The proper term used by railroad personnel is "pilot".

The "station semaphore" is properly called "order boards" and the "water spout" was commonly called a "standpipe".

Possibly, in other parts of the world, these other terms may have been different, but "cowcather": never!

Suburban Station at Petoskey

This is the GR&I (later PRR) suburban station at Petoskey, which operated during the summer months for tourists headed out for the day at Walloon lake or Alanson. The steam engine pictured could operate in either direction (without turning on a wye track) to facilitate quick turnarounds. This suburban station was located about two blocks to the south from the main passenger station which still exists in 2011, without passenger train service.

Railroad expansion plans

Compare this one to the Petoskey depot view posted a few days earlier. Station platform is longer and has a new roof structure in 1908. New station platform surface. More tracks about the depot -- the expansion process is evident in this picture with rock wall stone on the flat cars. Extra track is to be added and the water spout seems to be missing in '08 shot -- as is the station semaphore signal. Engine number 4 is backing toward you in this view -- and may be the engine in the foreground in the 1908 view -- a number 4 seems to be on the forward headlight number board of the 4-4-0 in the '08 view though it is not clear. The engine cabs are a bit different -- back cab windows are at a higher level in the 'o8 photo. Rolling tail light shade is missing in this shot but evident in the '08 view.

Tank Engine

The loco is a tank engine -- it has no separate tender. Both the coal bunker and water tank are carried on a rearward extension of the loco frame, in this case on a four-wheeled truck. It is a type of engine commonly but not always correctly referred to in the US as a "Forney." They were designed to be run safely at track speed in either direction without turning, making them well suited to suburban trains.

Next Stop

You are right, the engine is designed to run tender first at the head of the train. The likely destination is Harbor Springs, which was served by a branch line diverging just north of Petoskey. Another depot photo shows a main line train on the track adjacent to the station, and a branch line train with a similar engine, tender first, on the next track. In some eras, through Pullmans were carried from Cincinnati and Chicago, dropping wealthy tourists close to their lake front hotels.

It's a double ender

In this era about the only locomotives with big headlights on both ends were either switchers or double-enders. The catcher on the rear does indeed indicate this hog has regular assignment on a job where half of the trips are backward.

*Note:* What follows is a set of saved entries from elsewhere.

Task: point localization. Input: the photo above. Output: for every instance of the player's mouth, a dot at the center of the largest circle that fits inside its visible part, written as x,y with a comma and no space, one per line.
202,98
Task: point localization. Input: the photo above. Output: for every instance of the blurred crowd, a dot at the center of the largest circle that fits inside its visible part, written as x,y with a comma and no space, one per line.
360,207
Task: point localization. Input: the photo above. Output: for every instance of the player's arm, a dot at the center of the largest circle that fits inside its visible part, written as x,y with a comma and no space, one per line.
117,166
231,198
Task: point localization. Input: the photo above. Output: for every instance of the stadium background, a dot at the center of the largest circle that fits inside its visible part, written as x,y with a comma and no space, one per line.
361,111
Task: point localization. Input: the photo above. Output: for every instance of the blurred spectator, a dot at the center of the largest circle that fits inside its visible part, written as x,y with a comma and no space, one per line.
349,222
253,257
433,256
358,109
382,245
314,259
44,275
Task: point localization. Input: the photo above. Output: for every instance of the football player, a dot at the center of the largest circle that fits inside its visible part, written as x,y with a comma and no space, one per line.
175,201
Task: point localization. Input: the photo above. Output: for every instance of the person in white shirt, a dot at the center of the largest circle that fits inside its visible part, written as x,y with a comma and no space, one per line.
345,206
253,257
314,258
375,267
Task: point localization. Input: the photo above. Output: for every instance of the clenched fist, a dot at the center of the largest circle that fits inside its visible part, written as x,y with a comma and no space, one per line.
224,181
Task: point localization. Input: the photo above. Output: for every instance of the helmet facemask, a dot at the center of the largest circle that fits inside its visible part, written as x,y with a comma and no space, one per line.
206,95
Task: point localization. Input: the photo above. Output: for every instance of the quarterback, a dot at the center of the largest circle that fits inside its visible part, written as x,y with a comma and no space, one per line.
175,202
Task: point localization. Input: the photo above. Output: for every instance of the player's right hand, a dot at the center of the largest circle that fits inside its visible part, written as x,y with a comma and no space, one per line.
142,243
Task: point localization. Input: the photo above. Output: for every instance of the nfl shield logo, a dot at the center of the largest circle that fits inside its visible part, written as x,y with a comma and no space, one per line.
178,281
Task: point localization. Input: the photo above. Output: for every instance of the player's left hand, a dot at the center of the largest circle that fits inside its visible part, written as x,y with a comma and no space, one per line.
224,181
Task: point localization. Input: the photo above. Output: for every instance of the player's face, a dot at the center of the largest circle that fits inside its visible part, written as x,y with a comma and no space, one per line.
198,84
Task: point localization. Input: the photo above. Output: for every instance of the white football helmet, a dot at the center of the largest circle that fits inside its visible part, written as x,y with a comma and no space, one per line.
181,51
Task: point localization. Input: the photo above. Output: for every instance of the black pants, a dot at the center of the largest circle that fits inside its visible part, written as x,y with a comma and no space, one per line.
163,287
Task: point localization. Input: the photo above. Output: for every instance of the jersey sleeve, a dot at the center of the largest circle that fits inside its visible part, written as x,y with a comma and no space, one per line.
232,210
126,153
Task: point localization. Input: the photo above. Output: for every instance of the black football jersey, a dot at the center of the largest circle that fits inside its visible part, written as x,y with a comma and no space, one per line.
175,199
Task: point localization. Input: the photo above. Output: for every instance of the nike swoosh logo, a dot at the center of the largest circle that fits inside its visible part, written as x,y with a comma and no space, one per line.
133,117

The earlier picture of Petoskey shows a train ready to leave here, probably with this very engine, running in reverse.

If you search an old GR&I timetable from this time, you'll find out where this train was going. It probably ran to some branch terminal that had no turn facilities, or it may have ended its run at some main line station that had no turn facility.

One of the most famous short line steam roads today, Pennsylvania's Strasburg Rail Road has been doing that from the start; there never have been turn facilities at Strasburg.

Take a ride on the GR&I

Click to embiggen.

Typical Trolley Stop

Ok typical turn of the century trolley stop. two trolleys numerous interesting people, wait a second go back the sort of dapper guy in the foreground with the lapstrake skiff on a hand truck. Excuse me buddy but you can't take your fishing boat on the trolley even if you pay 2 fares.

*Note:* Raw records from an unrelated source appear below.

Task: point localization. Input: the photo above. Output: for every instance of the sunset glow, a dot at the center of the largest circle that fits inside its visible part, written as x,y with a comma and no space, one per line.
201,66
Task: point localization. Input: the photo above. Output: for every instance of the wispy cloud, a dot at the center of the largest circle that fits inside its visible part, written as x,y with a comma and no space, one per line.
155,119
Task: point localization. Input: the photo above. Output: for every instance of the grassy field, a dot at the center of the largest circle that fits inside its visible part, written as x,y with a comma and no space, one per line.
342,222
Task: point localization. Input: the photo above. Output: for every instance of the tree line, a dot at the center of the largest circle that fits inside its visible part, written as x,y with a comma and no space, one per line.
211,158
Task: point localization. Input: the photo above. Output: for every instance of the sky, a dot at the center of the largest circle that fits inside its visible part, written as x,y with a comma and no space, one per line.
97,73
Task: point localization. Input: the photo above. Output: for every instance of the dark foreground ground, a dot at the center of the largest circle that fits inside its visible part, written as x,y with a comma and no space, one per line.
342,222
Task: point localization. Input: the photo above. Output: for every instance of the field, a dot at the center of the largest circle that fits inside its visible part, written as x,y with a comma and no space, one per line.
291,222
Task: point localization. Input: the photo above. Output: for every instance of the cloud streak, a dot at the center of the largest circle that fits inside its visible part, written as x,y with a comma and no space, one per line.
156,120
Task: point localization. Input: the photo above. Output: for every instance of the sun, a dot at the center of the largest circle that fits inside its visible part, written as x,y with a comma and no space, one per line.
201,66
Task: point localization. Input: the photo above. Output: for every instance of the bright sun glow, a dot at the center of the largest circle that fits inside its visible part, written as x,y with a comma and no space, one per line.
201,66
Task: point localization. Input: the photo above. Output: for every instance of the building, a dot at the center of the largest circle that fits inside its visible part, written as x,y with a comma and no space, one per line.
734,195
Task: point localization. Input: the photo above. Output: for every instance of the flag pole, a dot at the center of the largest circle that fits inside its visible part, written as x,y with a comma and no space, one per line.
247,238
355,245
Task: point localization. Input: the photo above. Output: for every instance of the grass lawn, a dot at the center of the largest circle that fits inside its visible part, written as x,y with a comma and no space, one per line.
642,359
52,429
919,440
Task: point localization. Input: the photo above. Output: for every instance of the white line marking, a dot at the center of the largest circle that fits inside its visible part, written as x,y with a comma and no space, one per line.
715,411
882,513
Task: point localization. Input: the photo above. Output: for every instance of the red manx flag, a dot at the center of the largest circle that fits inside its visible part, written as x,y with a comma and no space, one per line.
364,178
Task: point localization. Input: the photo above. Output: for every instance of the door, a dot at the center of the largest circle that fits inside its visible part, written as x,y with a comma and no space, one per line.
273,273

I am really trying to figure this one out and just what is he doing with the boat at a trolley stop, we will probably never know.

[He's taking it (or sending it) somewhere else. This is, as noted in the caption, a railroad station, not a a trolley stop. - Dave]

Sorry Dave I was only looking at the Trolley that was probably bringing people to the train. But on another note, why is there a man sitting in the boat? is he part of the shipment?

Engine/Tender

I'd like to see that engine and tender from the side; it appears that it's a commuter run (from the crowd on the platform) but it must run in reverse a lot because of the cow-catcher on the tender. No turn wye at either end of its run? Railfans - help?

Always a first here

Never have seen a boat on a baggage carrier before.